Roupas trocadas e saída dos participantes para o ponto entre final (ou começo) do Viaduto do Chá, rua Libero Badaró onde ela limita com a Praça do Patriarca e todo o espaço em frente à Prefeitura. Equipamento montado e acessado pelos técnicos, direção de Quico Meireles e assistentes, eu estava lá no meio e só então me foi dito qual era meu papel. Eu atuaria como uma senhora idosa que está nesse ponto, testemunha a colisão de um carro em um poste, se assusta…Cena do carro no poste já tinha sido filmada e o barulho da batida é gravada em separado.
Em outras tomadas eu devo atravessar a rua. Espero o sinal abrir, com cuidado olhando para os lados, e um cavalheiro me oferece o braço como ajuda. E vamos atravessando seguindo as marcações no chão. Cenas intermediarias que serão mescladas, o cavalheiro me abandona no meio da rua e eu me apavoro. Não sei se fiz bem a cara de idosa apavorada.
Repetimos como sempre, mais de uma dezena de vezes a mesma cena. Ainda bem que o cavalheiro em questão era nada menos do que o super ator global TONY RAMOS. Paciente, me dava as dicas com grande classe. Nos intervalos conversamos bem.
Imagine um sábado pelas 11h, meio dia, os transeuntes passando em grande número, transito sendo parado no momento certo da gravação, fãs agitadas por passar pelo seu galã de telenovela…Fitas amarelas e pretas, características, tem que delimitar o espaço.
Só quem participa avalia o trabalho perfeito de equipe para um tempo limitado depois da edição.
E essa brincadeira foi até depois das 13h quando enfrentamos um transito paulistano mesmo para voltar ao estacionamento. Eu e Tony trocamos muitas conversas interessantes sobre as vidas de cada um de nós. Assunto sempre há.
14h o almoço nos espera. Cada um que vai chegando vai se servindo de uma mesa farta e é um momento de comentários sobre as atividades.
Minha parte foi encerrada, troquei a roupa da cena pelas minhas e fui trazida para casa às 15 horas
Acho que fui um pouco mais do que figurante, mas o cachê desta vez foi pequeno. Sempre ajuda
Não importa. Me diverti, fiz coisas completamente diferentes do que estou acostumada, conheci muita gente em ambiente de trabalho especifico e muito qualificado e sempre aprendo coisas. Estive em uma parte de São Paulo que conheço bem, sei de suas histórias e reforcei-as ao conta-las.
O resto do sábado e o domingo foi de assimilação de tanta atividade e trabalhando a cabeça para compor este texto.
E ainda no dia 1 de novembro, um presente gentil do Eduardo Barros, um vídeo de divulgação do meu trabalho, gravado, editado e lançado por ele foi para o ar pelo o YouTube.
Este foi o final de setembro e o começo de novembro de minha vida. E o mês de outubro inteiro.  Com sete acontecimentos diferentes da minha rotina.
Às vezes tenho medo que o “motor”  funda.
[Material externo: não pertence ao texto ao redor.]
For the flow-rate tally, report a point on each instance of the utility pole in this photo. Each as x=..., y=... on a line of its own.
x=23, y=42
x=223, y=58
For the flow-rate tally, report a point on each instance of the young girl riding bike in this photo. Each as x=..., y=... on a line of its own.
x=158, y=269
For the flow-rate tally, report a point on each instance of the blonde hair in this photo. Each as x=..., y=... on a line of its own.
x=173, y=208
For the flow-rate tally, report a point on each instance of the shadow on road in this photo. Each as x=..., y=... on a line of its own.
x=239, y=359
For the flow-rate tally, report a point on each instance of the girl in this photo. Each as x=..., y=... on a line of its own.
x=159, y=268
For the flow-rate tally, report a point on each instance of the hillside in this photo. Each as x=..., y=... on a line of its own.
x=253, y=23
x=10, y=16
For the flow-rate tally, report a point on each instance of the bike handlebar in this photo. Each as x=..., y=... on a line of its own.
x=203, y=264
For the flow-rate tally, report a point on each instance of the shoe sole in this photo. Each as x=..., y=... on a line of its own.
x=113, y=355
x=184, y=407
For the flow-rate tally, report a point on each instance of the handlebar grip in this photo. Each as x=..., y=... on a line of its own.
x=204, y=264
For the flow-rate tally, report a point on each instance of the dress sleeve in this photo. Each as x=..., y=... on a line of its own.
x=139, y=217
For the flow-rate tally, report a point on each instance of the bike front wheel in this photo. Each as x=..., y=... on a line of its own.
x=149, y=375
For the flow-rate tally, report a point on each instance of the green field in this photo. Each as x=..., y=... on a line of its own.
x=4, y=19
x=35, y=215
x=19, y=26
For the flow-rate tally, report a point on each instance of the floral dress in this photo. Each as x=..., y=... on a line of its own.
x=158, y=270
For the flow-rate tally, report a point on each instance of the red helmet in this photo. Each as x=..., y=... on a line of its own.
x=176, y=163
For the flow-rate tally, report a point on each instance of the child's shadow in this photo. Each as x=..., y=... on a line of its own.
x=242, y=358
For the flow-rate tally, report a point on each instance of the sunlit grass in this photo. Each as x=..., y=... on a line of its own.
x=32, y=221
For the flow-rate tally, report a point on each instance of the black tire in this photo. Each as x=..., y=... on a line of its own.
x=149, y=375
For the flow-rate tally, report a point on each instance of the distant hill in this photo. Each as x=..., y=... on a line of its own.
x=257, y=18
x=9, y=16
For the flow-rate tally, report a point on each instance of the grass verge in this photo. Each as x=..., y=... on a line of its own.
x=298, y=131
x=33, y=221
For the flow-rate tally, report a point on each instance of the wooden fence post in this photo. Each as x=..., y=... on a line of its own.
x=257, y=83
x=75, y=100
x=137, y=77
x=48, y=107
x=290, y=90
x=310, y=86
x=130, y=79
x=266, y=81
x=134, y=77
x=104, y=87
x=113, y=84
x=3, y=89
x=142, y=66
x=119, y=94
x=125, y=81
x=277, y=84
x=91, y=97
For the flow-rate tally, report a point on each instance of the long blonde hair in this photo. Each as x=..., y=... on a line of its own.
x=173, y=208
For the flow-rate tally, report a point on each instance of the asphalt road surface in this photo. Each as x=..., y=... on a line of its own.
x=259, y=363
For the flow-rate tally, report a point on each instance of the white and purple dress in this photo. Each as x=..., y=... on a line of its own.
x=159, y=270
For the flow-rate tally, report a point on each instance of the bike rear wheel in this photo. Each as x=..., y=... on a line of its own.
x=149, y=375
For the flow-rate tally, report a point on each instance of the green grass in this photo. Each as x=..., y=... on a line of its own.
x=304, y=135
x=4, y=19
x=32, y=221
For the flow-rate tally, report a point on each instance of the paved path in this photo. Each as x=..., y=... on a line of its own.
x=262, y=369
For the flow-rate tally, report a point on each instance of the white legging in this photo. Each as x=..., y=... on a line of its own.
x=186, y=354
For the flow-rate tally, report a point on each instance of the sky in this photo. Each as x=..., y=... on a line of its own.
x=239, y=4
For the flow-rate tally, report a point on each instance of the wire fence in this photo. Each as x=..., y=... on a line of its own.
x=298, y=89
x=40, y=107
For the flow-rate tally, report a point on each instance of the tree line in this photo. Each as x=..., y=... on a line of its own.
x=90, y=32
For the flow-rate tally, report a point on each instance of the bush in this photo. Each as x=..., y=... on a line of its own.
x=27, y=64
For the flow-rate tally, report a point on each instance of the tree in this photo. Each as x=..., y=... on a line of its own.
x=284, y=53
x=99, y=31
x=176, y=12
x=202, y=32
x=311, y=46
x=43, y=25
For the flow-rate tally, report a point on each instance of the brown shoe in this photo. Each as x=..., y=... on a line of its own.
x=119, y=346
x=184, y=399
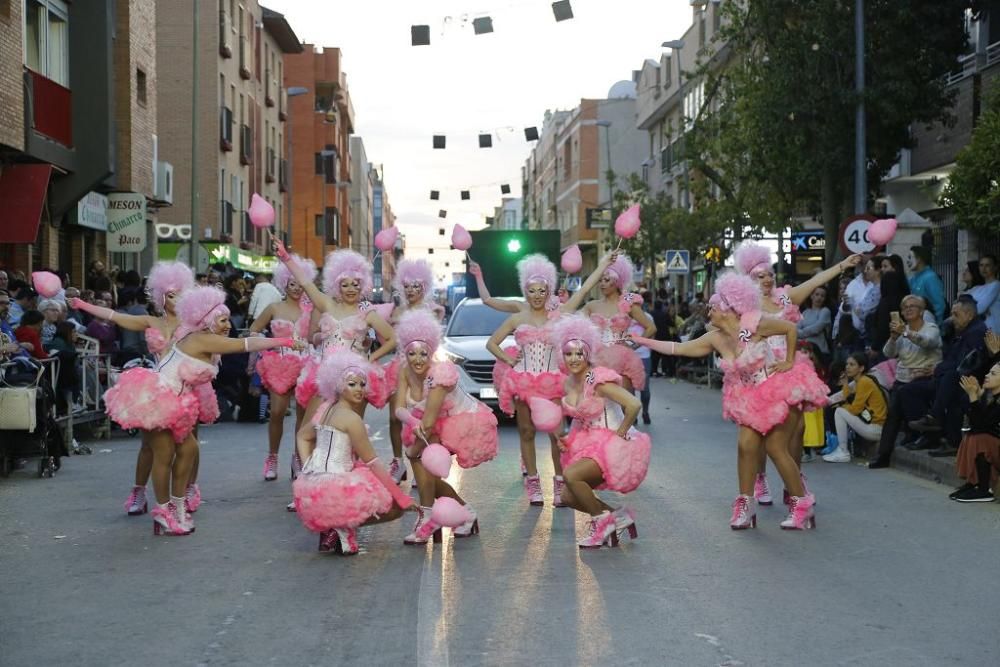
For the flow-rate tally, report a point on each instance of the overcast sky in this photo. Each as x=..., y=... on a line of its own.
x=464, y=84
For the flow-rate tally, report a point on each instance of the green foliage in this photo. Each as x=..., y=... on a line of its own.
x=973, y=189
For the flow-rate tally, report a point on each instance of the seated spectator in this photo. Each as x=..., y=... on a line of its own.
x=987, y=294
x=915, y=344
x=864, y=408
x=29, y=333
x=814, y=327
x=943, y=394
x=979, y=454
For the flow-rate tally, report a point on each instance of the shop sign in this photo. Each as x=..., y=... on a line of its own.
x=126, y=222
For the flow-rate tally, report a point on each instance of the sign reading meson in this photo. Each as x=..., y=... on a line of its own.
x=126, y=222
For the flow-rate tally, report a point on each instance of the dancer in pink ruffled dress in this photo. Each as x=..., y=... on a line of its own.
x=343, y=320
x=413, y=282
x=754, y=260
x=166, y=282
x=531, y=369
x=761, y=393
x=165, y=402
x=433, y=408
x=279, y=370
x=601, y=450
x=342, y=484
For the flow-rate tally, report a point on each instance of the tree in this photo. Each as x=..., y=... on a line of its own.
x=973, y=189
x=782, y=121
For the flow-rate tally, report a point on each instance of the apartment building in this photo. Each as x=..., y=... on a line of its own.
x=79, y=169
x=322, y=121
x=226, y=122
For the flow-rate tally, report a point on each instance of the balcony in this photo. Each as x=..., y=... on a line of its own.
x=226, y=129
x=50, y=108
x=246, y=145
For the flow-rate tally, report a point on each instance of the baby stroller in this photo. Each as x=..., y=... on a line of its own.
x=26, y=418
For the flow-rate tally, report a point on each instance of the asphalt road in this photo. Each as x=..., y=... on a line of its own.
x=895, y=574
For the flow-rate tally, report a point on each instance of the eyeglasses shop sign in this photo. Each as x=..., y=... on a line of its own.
x=126, y=222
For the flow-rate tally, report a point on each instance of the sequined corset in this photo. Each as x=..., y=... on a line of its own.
x=537, y=354
x=333, y=453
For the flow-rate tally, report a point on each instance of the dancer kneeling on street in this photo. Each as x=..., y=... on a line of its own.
x=343, y=485
x=433, y=408
x=602, y=450
x=760, y=393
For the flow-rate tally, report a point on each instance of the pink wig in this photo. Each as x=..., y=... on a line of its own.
x=342, y=264
x=576, y=330
x=750, y=256
x=536, y=269
x=168, y=277
x=414, y=271
x=622, y=270
x=198, y=308
x=418, y=326
x=336, y=367
x=282, y=275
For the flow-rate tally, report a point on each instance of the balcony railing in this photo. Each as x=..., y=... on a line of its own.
x=51, y=108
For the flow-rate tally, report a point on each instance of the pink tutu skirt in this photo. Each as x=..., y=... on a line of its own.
x=766, y=405
x=623, y=361
x=140, y=400
x=623, y=463
x=279, y=372
x=339, y=500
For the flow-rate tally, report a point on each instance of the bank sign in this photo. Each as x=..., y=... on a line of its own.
x=126, y=222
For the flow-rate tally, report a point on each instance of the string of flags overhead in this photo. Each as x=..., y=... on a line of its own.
x=420, y=35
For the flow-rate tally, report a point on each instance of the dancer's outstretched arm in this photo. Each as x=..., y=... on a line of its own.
x=503, y=305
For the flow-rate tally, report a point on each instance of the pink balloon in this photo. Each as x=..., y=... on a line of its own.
x=47, y=284
x=386, y=238
x=545, y=415
x=436, y=460
x=882, y=231
x=261, y=213
x=460, y=239
x=572, y=260
x=449, y=512
x=627, y=224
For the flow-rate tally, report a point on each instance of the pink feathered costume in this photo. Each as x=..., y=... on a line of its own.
x=623, y=462
x=335, y=489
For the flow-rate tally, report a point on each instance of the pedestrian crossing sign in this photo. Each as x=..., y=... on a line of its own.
x=678, y=261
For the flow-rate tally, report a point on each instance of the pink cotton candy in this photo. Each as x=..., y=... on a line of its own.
x=545, y=415
x=261, y=212
x=572, y=260
x=460, y=239
x=436, y=460
x=449, y=512
x=47, y=284
x=627, y=224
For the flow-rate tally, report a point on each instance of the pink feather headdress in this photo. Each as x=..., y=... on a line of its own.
x=750, y=256
x=336, y=367
x=536, y=269
x=576, y=329
x=414, y=271
x=622, y=270
x=418, y=326
x=198, y=308
x=282, y=274
x=342, y=264
x=168, y=277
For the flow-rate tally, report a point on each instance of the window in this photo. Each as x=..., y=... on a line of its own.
x=46, y=39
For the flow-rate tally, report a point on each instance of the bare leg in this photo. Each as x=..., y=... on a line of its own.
x=526, y=433
x=163, y=446
x=578, y=493
x=276, y=424
x=144, y=461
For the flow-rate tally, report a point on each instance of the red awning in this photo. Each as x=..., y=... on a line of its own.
x=23, y=189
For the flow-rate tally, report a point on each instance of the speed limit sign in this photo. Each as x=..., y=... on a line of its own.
x=854, y=234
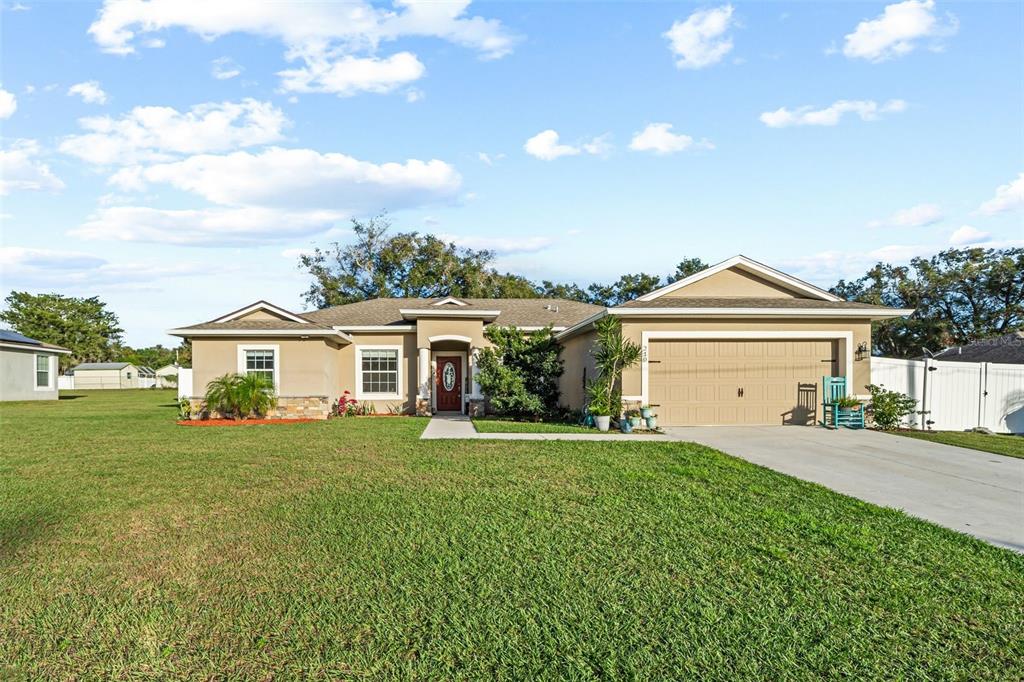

Este texto é uma prestação de contas para mim mesma, uma maneira de me saber ainda íntegra e com bom pique, até mais do que tinha antes da cirurgia. Parece que subconscientemente estou resgatando o tempo meio ocioso da época.  Estou ansiosa por saber e principalmente compartilhar. Tudo que sei de bom passo para a frente. Atropelo os outros e me atropelo. Estou assim, porque estou saudável e estou saudável porque estou ativa. É um círculo vicioso e o segredo da minha qualidade de vida.
    
    

4 comentários:

Célia Rangel disse...

Ainda, dia desses pensava em você... Por onde andaria... O que estaria fazendo... Inventando... Agilizando... E, eis que leio um relatório fantástico de quem vive a vida e não vegeta! Parabéns, Neuza! Você nos dá exemplo em sendo proativa e amando o que faz. Isso é Vida!
Abraços,
Célia.

Melissa Machado disse...

Menina, fiquei encantada com você ao ouvir sua entrevista na CBN, culta, dinâmica e feliz! Também sou blogueira, compartilho minhas histórias de mãe e professora e quero muito chegar a sua idade, assim como vc!

Unknown disse...

Nossa fiquei encantada com sua entrevista na CBN .Tenho grupos de literatura,cinema,Teologiaque me fazem muito bem !Parabens!

Fabio Ramos disse...

Viva a vida, eis a tradução de tudo que lemos. Que bom que ainda exista pessoas vivas, nesse mundo de notícias tão negativas. Muito obrigado.